The addition of PII and DPIL

109.

The claimants seek to add DPIL upon the basis that it, at any rate, has suffered a loss, since it has borrowed money from the Bank which has been used to honour the drafts, the value of which has not been returned to it. Although the money went from it when the drafts were encashed, DPIL can be said to have lost the deposit (subject to recoveries) if and when the deposit was forfeited. They originally sought to add PII upon the footing that the arrangements made in 1999 meant that any loss suffered by BV or any other ABB entity would ultimately be borne by PII, the Equity Ventures entity responsible for the Korba Project, “per Equity Ventures’ internal policy” (Hutchison, paragraph 10.h), with “any losses not yet recorded for the Korba security Deposit passed “down the lineand noted in PII’s financial statements” (Hutchison para 19.b.). They contend that, since the action is brought to recover all of the loss sustained by reason of the non-return of ABB’s share of the Korba security deposit, it is realistic to analyse the current claim as including a loss sustained by DPIL or PII, if it should turn out that it is one or other or both of those entities which have suffered all or some of the loss claimed in the action.

110.

The defendants take, in relation to each application, both a specific and a general point. The specific point in relation to DPIL is that it is not an Assured. It is not named in the Appendix to the policies and does not fall into the category of:“subsidiaries or associated companies (referred to as “contracting companies”) in which the above parent companies (referred to as “holding” or “regional” companies), directly or indirectly, have more than 50% of the voting rights or over which they exert decisive influence”. Further JLT was never instructed to act on behalf of DPIL and was not acting on its behalf when it placed cover. At the lowest, say the insurers, JLT did not understand themselves to be acting on DPIL’s behalf and did not present the Korba risk to the underwriters on that basis.

111.

The specific point in relation to PII is that PII has never paid any money under a guarantee or indemnity and no longer has any fiscal responsibility for the Korba project.

112.

The insurers’ general point is that the case is not one where “the claim cannot properly be carried on by the original party unless the new party is added or substituted as claimant”. The new claimants are, in truth, seeking to put forward new claims.

The general point

113.

In Merrett v Babb [2001] QB 1174 the claimant and her mother jointly applied to the building society for a mortgage.
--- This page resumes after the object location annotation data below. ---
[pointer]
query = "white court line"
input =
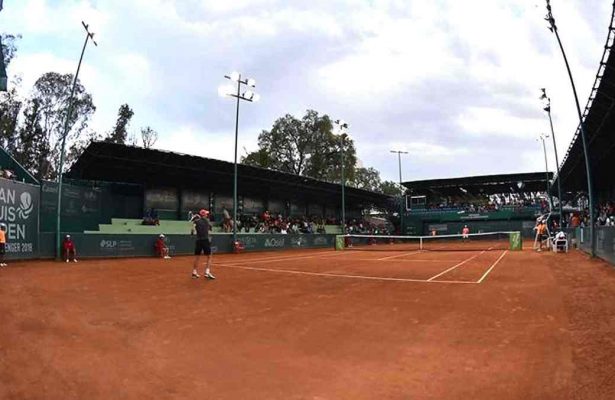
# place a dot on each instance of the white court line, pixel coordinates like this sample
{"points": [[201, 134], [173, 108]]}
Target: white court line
{"points": [[399, 255], [492, 266], [408, 260], [456, 265], [373, 278], [252, 261]]}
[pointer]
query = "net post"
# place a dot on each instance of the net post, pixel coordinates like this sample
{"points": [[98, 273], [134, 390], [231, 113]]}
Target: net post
{"points": [[339, 242], [516, 244]]}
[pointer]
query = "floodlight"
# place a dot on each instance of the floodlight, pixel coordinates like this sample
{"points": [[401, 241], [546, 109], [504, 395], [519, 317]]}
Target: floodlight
{"points": [[225, 90]]}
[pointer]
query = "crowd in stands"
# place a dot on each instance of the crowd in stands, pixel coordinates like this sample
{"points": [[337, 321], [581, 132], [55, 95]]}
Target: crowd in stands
{"points": [[605, 216], [151, 217], [488, 204], [269, 222]]}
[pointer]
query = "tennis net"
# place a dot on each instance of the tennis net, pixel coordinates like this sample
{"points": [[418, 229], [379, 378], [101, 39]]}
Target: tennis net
{"points": [[472, 242]]}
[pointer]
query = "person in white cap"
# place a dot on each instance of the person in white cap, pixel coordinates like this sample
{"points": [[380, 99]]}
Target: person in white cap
{"points": [[69, 249], [162, 250]]}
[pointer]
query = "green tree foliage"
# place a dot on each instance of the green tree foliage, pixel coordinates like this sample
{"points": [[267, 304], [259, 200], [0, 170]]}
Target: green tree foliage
{"points": [[10, 108], [391, 188], [52, 92], [306, 146], [32, 149], [148, 137], [8, 47], [119, 133], [368, 179]]}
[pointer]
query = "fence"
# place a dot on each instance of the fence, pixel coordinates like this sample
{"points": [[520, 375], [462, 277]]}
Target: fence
{"points": [[131, 245]]}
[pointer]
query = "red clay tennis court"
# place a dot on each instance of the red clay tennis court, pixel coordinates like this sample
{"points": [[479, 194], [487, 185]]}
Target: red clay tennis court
{"points": [[313, 324]]}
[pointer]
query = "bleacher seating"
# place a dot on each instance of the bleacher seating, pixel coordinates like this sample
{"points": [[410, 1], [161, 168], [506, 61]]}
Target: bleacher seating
{"points": [[168, 227]]}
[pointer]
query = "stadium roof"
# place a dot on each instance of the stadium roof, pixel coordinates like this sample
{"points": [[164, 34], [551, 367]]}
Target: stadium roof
{"points": [[481, 185], [599, 122], [120, 163]]}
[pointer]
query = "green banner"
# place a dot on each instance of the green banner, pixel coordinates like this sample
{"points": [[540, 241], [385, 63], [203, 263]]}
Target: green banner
{"points": [[339, 243], [19, 212]]}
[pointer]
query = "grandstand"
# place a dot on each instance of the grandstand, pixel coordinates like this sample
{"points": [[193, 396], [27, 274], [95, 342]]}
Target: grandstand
{"points": [[599, 122], [508, 202], [174, 184]]}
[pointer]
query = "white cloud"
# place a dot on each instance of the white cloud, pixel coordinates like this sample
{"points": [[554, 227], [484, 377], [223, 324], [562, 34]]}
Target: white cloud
{"points": [[438, 78]]}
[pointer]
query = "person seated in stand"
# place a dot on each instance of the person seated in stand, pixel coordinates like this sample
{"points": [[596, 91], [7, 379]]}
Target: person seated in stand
{"points": [[69, 249], [162, 250]]}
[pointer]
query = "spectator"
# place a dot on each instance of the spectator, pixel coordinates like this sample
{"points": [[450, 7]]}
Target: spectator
{"points": [[70, 250], [162, 250]]}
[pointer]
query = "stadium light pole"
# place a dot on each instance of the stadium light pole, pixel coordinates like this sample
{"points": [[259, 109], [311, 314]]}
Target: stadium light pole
{"points": [[250, 96], [401, 199], [547, 108], [590, 192], [542, 138], [342, 126], [88, 36]]}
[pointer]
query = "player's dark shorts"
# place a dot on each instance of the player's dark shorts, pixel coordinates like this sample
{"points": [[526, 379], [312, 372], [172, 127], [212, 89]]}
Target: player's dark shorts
{"points": [[202, 246]]}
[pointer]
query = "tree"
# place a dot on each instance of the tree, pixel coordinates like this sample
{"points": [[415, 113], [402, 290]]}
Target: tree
{"points": [[78, 146], [51, 94], [32, 151], [305, 147], [391, 188], [368, 179], [149, 137], [119, 133], [10, 107]]}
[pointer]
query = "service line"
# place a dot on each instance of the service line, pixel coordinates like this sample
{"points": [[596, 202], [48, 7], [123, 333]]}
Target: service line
{"points": [[374, 278], [282, 258], [456, 266], [492, 266]]}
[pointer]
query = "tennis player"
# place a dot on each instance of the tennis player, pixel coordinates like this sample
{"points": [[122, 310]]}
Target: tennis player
{"points": [[465, 233], [202, 245]]}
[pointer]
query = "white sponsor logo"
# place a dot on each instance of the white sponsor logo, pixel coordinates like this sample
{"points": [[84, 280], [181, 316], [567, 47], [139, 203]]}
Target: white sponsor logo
{"points": [[15, 211], [26, 205], [274, 242]]}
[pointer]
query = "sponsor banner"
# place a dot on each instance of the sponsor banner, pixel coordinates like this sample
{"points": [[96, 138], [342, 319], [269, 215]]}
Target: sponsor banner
{"points": [[19, 203]]}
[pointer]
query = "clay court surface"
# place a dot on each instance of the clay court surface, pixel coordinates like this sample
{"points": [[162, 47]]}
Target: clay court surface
{"points": [[315, 324]]}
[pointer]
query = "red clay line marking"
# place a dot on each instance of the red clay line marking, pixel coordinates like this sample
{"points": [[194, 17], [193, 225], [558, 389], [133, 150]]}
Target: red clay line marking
{"points": [[374, 278], [492, 266], [455, 266]]}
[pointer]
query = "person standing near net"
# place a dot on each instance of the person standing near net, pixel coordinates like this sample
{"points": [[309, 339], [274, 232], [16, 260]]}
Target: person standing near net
{"points": [[465, 233], [202, 226]]}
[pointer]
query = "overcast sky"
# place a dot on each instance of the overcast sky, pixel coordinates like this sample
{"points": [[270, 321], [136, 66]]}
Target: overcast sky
{"points": [[455, 83]]}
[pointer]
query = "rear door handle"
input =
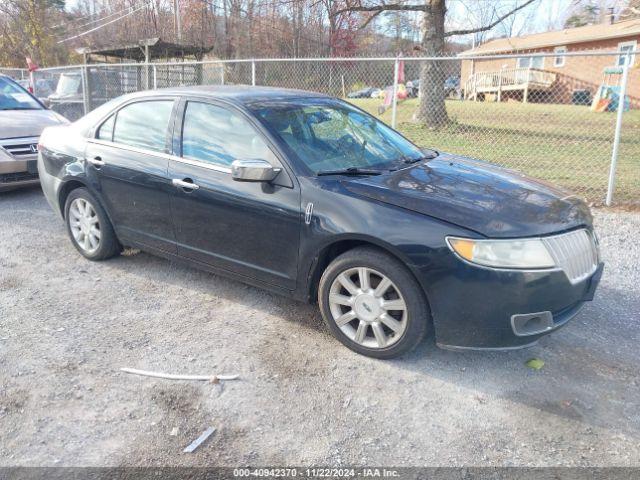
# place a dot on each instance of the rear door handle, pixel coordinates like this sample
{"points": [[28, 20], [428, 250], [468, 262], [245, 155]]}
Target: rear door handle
{"points": [[186, 184], [96, 161]]}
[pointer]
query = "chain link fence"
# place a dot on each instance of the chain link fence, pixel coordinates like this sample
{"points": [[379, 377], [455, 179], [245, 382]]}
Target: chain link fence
{"points": [[564, 118]]}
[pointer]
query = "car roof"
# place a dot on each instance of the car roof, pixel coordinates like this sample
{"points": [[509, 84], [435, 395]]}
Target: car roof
{"points": [[243, 94]]}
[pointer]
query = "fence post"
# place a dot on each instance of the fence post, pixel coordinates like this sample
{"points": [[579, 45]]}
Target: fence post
{"points": [[394, 100], [253, 73], [85, 89], [616, 137]]}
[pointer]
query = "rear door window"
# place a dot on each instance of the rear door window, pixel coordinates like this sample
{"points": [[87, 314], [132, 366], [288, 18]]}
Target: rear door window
{"points": [[105, 132], [144, 124], [217, 135]]}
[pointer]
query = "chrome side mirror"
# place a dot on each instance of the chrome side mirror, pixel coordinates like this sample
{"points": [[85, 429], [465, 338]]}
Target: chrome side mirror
{"points": [[253, 171]]}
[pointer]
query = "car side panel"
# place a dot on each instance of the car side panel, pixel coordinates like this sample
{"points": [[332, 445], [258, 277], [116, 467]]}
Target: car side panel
{"points": [[135, 189]]}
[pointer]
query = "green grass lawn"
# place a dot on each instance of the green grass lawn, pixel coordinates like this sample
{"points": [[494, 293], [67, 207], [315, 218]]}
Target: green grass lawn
{"points": [[566, 144]]}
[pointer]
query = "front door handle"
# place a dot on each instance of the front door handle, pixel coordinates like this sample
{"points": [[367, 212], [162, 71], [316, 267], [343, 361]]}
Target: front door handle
{"points": [[186, 184], [96, 161]]}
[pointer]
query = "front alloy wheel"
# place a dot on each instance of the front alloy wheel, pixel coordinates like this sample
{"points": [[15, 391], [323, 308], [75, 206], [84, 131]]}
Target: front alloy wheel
{"points": [[368, 307], [373, 304]]}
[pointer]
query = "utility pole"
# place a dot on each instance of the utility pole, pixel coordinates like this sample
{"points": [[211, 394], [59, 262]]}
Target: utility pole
{"points": [[177, 22]]}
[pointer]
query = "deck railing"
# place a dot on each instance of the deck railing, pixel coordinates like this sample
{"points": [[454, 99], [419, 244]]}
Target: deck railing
{"points": [[509, 77]]}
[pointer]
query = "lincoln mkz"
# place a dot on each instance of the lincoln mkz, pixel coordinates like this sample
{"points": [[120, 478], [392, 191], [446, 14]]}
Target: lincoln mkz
{"points": [[311, 197]]}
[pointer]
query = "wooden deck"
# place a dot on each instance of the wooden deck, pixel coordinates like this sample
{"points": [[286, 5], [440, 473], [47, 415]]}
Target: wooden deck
{"points": [[508, 79]]}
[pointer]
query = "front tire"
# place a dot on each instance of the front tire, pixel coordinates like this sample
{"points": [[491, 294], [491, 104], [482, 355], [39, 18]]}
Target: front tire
{"points": [[372, 303], [89, 227]]}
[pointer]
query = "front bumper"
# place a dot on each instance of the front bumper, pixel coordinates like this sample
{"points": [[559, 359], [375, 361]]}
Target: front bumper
{"points": [[18, 172], [486, 309]]}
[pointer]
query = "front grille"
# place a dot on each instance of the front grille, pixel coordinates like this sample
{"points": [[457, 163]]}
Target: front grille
{"points": [[17, 177], [21, 147], [575, 252]]}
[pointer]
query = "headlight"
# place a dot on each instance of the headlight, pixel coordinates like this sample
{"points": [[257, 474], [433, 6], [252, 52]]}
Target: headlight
{"points": [[525, 253]]}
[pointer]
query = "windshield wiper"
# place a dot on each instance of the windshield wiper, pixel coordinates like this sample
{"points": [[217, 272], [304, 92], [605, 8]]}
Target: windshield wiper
{"points": [[429, 156], [355, 171]]}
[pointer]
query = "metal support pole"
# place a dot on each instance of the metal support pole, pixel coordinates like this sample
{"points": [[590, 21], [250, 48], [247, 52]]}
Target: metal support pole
{"points": [[85, 89], [394, 100], [147, 83], [616, 137], [253, 73]]}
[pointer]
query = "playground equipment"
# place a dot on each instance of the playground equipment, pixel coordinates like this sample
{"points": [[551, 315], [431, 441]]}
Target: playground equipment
{"points": [[607, 96]]}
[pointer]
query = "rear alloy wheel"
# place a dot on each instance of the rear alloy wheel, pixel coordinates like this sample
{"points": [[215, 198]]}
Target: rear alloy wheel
{"points": [[89, 227], [372, 303], [84, 225]]}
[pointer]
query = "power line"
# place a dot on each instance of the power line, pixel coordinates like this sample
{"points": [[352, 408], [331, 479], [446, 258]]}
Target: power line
{"points": [[103, 25]]}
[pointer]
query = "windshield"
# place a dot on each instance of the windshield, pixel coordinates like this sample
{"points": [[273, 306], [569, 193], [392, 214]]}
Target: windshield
{"points": [[12, 97], [68, 85], [328, 134]]}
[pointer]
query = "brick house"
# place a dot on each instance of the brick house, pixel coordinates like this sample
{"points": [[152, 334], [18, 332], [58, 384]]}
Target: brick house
{"points": [[553, 79]]}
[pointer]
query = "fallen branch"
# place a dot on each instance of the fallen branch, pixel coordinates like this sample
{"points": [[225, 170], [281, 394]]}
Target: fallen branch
{"points": [[198, 441], [170, 376]]}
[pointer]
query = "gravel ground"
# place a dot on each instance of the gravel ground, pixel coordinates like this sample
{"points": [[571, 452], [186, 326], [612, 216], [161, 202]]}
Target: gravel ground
{"points": [[67, 325]]}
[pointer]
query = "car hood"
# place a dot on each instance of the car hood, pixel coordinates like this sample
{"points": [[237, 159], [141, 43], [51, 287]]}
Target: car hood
{"points": [[490, 200], [26, 123]]}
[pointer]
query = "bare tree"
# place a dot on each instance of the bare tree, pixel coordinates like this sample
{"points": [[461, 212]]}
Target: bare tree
{"points": [[432, 110]]}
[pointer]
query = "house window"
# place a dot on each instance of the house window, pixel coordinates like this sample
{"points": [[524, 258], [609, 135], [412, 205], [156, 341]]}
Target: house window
{"points": [[560, 59], [626, 47], [530, 62]]}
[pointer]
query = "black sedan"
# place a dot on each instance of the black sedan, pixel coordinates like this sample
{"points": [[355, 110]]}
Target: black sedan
{"points": [[310, 197]]}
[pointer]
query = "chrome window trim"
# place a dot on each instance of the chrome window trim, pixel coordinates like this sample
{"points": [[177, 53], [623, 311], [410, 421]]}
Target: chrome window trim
{"points": [[155, 153]]}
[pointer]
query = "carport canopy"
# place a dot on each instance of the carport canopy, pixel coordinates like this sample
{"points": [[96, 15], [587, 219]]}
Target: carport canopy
{"points": [[147, 50]]}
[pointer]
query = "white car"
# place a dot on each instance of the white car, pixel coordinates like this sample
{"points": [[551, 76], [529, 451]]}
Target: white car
{"points": [[22, 119]]}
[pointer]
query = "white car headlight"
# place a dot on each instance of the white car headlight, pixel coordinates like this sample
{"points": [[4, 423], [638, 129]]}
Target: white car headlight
{"points": [[518, 253]]}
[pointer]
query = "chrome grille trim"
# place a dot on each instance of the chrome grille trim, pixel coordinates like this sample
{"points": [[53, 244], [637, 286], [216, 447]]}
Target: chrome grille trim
{"points": [[20, 147], [575, 252]]}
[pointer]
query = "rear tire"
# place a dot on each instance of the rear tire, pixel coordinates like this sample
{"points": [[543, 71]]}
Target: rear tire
{"points": [[89, 227], [372, 303]]}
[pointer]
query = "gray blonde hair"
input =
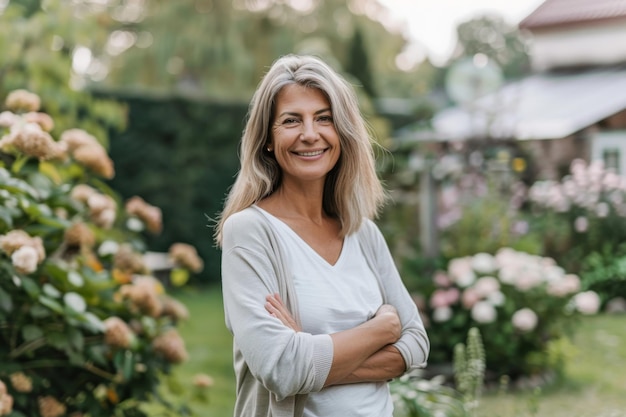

The society instructed a firm of valuers to value the property. The defendant was a salaried employee of the firm (in fact a sole principal with a firm name). The building society supplied a copy of the report to the claimant and her mother omitting all reference to the defendant and the firm. The claimant and her mother exchanged contracts without obtaining a further report. The claimant successfully sued the defendant for negligence and was awarded the full amount of the diminution in the value of the property. On the appeal, which was (by a majority) dismissed, the Court of Appeal permitted the mother to be joined, notwithstanding the expiry of the limitation period.

114.

The argument on behalf of the appellant was that “since the cause of action is vested personally both in the claimant and her mother, the claimant can recover only for herself, and not for her mother also”. In essence the contention was that the claim was an overstated personal claim by the daughter for her half share. In response the claimant said that the claim against the defendant was a joint claim; that it was necessary for her mother to be added if it was to succeed; and that the Court of Appeal should allow that to be done under section 35 and CPR 19.5.

115.

May LJ held that the defendant owed mother and daughter jointly a duty of care; that the expression “cannot properly be carried on” in rule 19 (3) (b) should be taken as meaning the same as “cannot be maintained” in section 35 (6) (b); and that the claim was a joint claim which could not properly be maintained or carried on unless the mother was a party. Accordingly she was a necessary party, the court had power to join her, and should do so. Wilson J agreed with May LJ. He took the view that the realistic analysis of the original action was that it included a claim for the loss sustained by the mother and that such part of it could not be maintained without her joinder as claimant. Aldous, L.J. dissented. He held that the causes of action of the daughter and the mother accrued when the contract to purchase was signed; but that the addition of the mother was not necessary for the determination of the daughter’s claim because both mother and daughter could have issued separate proceedings each of which would have been properly constituted without the addition of the other.

116.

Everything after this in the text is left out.